Een opmerkelijk voorbeeld van deze methode is de zaak van de Golden State Killer, een seriemoordenaar die in de jaren '70 in de VS actief was. Na 12 moorden en 45 verkrachtingen werd de dader, Joseph DeAngelo, in 2018 op 72-jarige leeftijd gepakt.
Dit gebeurde door gebruik te maken van DNA uit commerciële stamboomdatabanken zoals GEDMatch en Ancestry. De
politie vond een verwant van DeAngelo in een van deze databanken, waardoor ze zijn DNA konden koppelen aan de misdrijven en hem uiteindelijk konden identificeren en arresteren.
Deze techniek heeft wereldwijd aandacht getrokken en andere landen, zoals Noorwegen en Zweden, hebben al successen geboekt met vergelijkbare methoden. In Nederland zijn er proefprojecten waarbij deze methode wordt getest in onopgeloste zaken.
Het kabinet heeft nu aangegeven geïnteresseerd te zijn in het toepassen van deze methode in Nederland, zoals vermeld in het coalitieakkoord. Verdere details over de implementatie volgen binnenkort.
Experts geven tegengeluid
Privacy-experts zoals Nina de Groot van de Vrije Universiteit Amsterdam uiten scherpe kritiek. Ze is bezorgd over het gebrek aan discussie over de ethische en privacy-aspecten van het gebruik van commerciële DNA-databanken door opsporingsdiensten.
Volgens de 2 procents-regel kan al een klein percentage van de bevolking in een dergelijke databank volstaan om vrijwel iedereen met Europese afkomst te traceren via familieleden. Dit betekent dat ook verwanten van een persoon in de databank, waaronder mensen die nooit hun DNA hebben laten testen, ook in beeld kunnen komen bij politieonderzoeken.
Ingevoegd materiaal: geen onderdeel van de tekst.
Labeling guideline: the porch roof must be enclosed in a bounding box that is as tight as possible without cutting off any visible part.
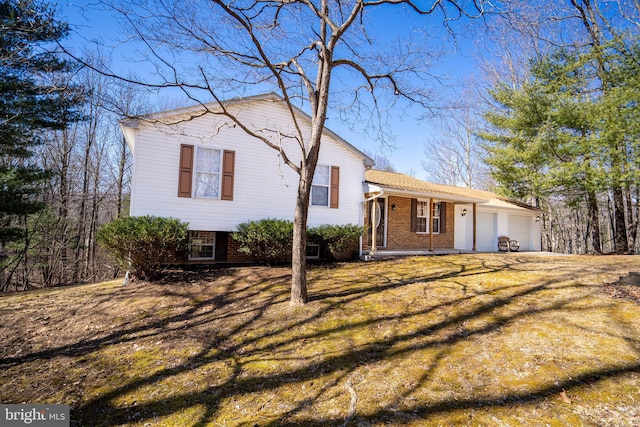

Daarnaast vragen commerciële DNA-bedrijven vaak toestemming om gegevens te delen met opsporingsdiensten, maar veel mensen lezen de voorwaarden niet goed. Er zijn ook zorgen over de veiligheid van deze gegevens, vooral na een hack bij 23andMe vorig jaar. Daarbij werd DNA- en gezondheidsinformatie van bijna 7 miljoen mensen gelekt.
De Groot wijst erop dat zelfs met toestemming van één persoon, de privacy van hun verwanten niet gegarandeerd is, wat kan leiden tot ongewenste inbreuken op de privacy. De discussie over het gebruik van deze databanken blijft dus volop gaande.